1er dimanche de Carême : au désert

 Homélie du frère Emmanuel Mbolihinihe

Comme chaque année, en ce premier dimanche de carême, l’Église propose à notre méditation le récit évangélique de la tentation de Jésus au désert.

Dans le langage biblique, le mot tentation désigne principalement la sollicitation au péché (ou au mal), venant de Satan.

Il s’agit alors d’une mise à l’épreuve dans laquelle le croyant est appelé inéluctablement à choisir entre l’obéissance à la Volonté de Dieu et sa transgression.

En effet, Satan ne tente jamais ses propres adeptes ou partisans, c’est-à-dire ceux qui ont signé de pacte avec lui, ceux qui sont déjà sous son pouvoir et à son service. Il ne tente que ceux qui croient, aiment, craignent, servent et adorent le Seigneur en toute vérité.

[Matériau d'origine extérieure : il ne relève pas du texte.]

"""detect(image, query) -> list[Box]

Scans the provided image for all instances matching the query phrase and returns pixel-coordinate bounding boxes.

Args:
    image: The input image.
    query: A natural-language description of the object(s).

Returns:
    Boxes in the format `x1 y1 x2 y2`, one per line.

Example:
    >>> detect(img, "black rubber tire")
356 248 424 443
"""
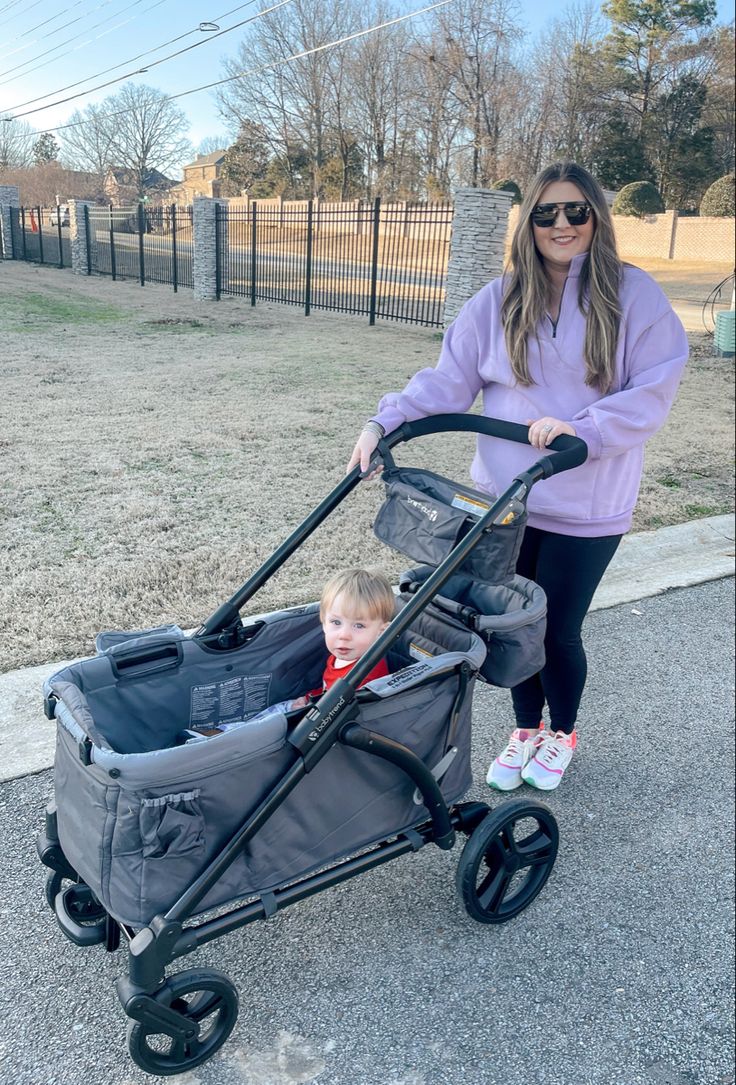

Il fait cela toujours par jalousie, dans le but de les éloigner de Dieu et de les priver de la Rédemption, comme lui-même en est privé.

         Depuis la déchéance de nos premiers parents, Adam et Eve, dont nous avons écouté le récit dans la première lecture, la tentation est devenue une réalité inhérente à la vie des croyants.

Pour atteindre ses cibles, Satan se déguise parfois en « ange de lumière », nous prévient Saint Pierre dans sa 2ème lettre (cf. 2 Co 11,14), et il utilise même la Parole de Dieu. C’est exactement ce qu’il a fait avec Jésus au désert.

Tel un pécheur en eaux troubles, Satan profite souvent des moments et des situations d’adversité (la faim, la soif, la maladie, le deuil, la fatigue, les déceptions, les déboires, les persécutions, etc.) pour insinuer le doute dans le cœur des croyants, les inciter à la désobéissance et à la rébellion contre Dieu.

En effet, c’est au moment où Jésus a eu faim, au bout de quarante jours de jeûne au désert, que Satan est allé le mettre à l’épreuve.

Mais, ce n’est pas l’unique expérience de la tentation que le Christ a connu. C’est durant toute sa vie sur terre, que Satan a cherché par tous les moyens à le détourner de sa mission. Mais Jésus a toujours triomphé de lui.

Ainsi, par son exemple, Notre Seigneur Jésus-Christ nous a montré comment et avec quelles armes nous devons, à notre tour, combattre et vaincre les tentations sataniques.

Ces armes sont notamment la prière et le jeûne.

Dans l’épisode de la guérison du démoniaque épileptique, lorsque les apôtres ont demandé à Jésus pourquoi eux n’avaient pas réussi à délivrer le possédé, il leur avait répondu que cette espèce-là ne peut être expulsée que par la prière et le jeûne (cf. Mt 17, 20-21 ; Mc 9, 29).

Une autre arme que le Christ nous propose contre les tentations, c’est la vigilance. Au jardin des oliviers, il dira explicitement aux apôtres Pierre, Jacques et Jean: « Veillez et priez, afin que vous ne tombiez pas dans la tentation; l’esprit est bien disposé, mais la chair est faible » (Mt 26, 41).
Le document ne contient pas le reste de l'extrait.